La MEC est un composant crucial du tissu adipeux car elle permet le maintien cellulaire et l’intégrité structurale du tissu. La génération, la dégradation et le maintien de la MEC du tissu adipeux sont régulés aussi bien par les cellules immunitaires que par les adipocytes. La MEC est composée de collagènes fibrillaires (collagènes I et III) et non-‐ fibrillaires (collagènes IV, VI, VIII). Le collagène VI corrèle positivement avec l’IMC (Indice de Masse Corporelle) et est surexprimé dans le tissu adipeux d’obèse. Les souris invalidées pour le collagène IV ont une capacité d’hypertrophie des adipocytes augmentée, ce qui montre l’importance du collagène VI dans le contrôle de la forme de
l’adipocyte dans des conditions de surnutrition. Les produits de clivage du collagène VI génèrent des molécules qui permettent la mise en place de fibrose, grâce au recrutement de macrophages et l’activation du signal TGFβ. Le remodelage du tissu adipeux limiterait l’expansion du tissu adipeux pour favoriser le stockage ectopique des lipides (ex : foie, muscle)(Divoux et al., 2010) (Henegar et al., 2008).
Ces observations ont permis l’émergence dans la communauté scientifique de la théorie
de l’extensibilité du tissu adipeux qui prétend que c’est l’incapacité du tissu adipeux à
s’étendre qui serait à l’origine des complications métaboliques associées à l’obésité (Tan and Vidal-‐Puig, 2008). Cette capacité d’extension du tissu adipeux serait différente pour chaque individu et chaque personne possèderait une capacité d’extension maximale dépendante à la fois de facteurs génétiques et environnementaux. Une fois que cette capacité maximale est atteinte, le tissu adipeux cesse de stocker l’excèdent d’énergie, et les lipides s’accumulent ectopiquement dans le muscle ou le foie causant une inflammation et une résistance à l’insuline. Il existe plusieurs modèles animaux et humains qui renforcent cette hypothèse.
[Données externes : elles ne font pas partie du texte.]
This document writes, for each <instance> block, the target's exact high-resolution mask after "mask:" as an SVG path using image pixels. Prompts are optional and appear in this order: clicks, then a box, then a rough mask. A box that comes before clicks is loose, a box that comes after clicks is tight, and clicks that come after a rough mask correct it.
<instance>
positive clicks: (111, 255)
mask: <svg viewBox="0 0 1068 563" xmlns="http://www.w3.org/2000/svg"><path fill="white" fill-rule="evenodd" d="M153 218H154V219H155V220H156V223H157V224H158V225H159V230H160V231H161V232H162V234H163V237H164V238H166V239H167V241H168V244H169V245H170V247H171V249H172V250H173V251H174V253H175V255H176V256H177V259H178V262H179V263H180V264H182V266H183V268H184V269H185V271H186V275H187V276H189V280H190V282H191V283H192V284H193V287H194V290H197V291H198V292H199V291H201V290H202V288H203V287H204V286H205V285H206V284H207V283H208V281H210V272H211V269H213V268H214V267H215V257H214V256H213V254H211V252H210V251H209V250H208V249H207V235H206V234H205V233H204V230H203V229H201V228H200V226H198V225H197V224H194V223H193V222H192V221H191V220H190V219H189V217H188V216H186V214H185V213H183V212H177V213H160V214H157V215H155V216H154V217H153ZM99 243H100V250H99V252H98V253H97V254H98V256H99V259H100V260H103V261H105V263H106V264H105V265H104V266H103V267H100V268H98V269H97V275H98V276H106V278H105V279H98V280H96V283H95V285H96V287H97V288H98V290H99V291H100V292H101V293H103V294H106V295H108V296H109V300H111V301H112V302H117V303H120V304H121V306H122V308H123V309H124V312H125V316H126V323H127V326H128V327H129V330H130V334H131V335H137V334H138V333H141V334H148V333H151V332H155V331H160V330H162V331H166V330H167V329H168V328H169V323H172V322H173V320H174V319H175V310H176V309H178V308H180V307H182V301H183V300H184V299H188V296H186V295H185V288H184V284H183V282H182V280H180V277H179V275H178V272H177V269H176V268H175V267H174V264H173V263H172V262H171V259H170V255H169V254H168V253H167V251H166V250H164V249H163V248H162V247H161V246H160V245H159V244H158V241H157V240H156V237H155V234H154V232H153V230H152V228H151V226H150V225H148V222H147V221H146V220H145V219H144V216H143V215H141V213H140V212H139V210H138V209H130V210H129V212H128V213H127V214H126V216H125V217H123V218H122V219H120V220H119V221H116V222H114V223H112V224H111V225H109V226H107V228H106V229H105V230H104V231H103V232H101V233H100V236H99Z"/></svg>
Chez l’Homme, il a été montré que les individus obèses métaboliquement sains (on parle alors de « healthy obesity » ) ont une capacité d’expansion du tissu adipeux plus importante que les obèses diabétiques (Karelis et al., 2004). Ces individus présentent un niveau élevé de facteurs proadipogéniques. Ces variabilités entre individus sont très intéressantes et présuppose des différences dans la régulation transcriptionnelle des gènes impliqués dans l’adipogénèse. Il serait intéressant par exemple de regarder la régulation du récepteur nucléaire PPARγ et voir si éventuellement des complexes corégulateurs sont impliqués dans cette différence.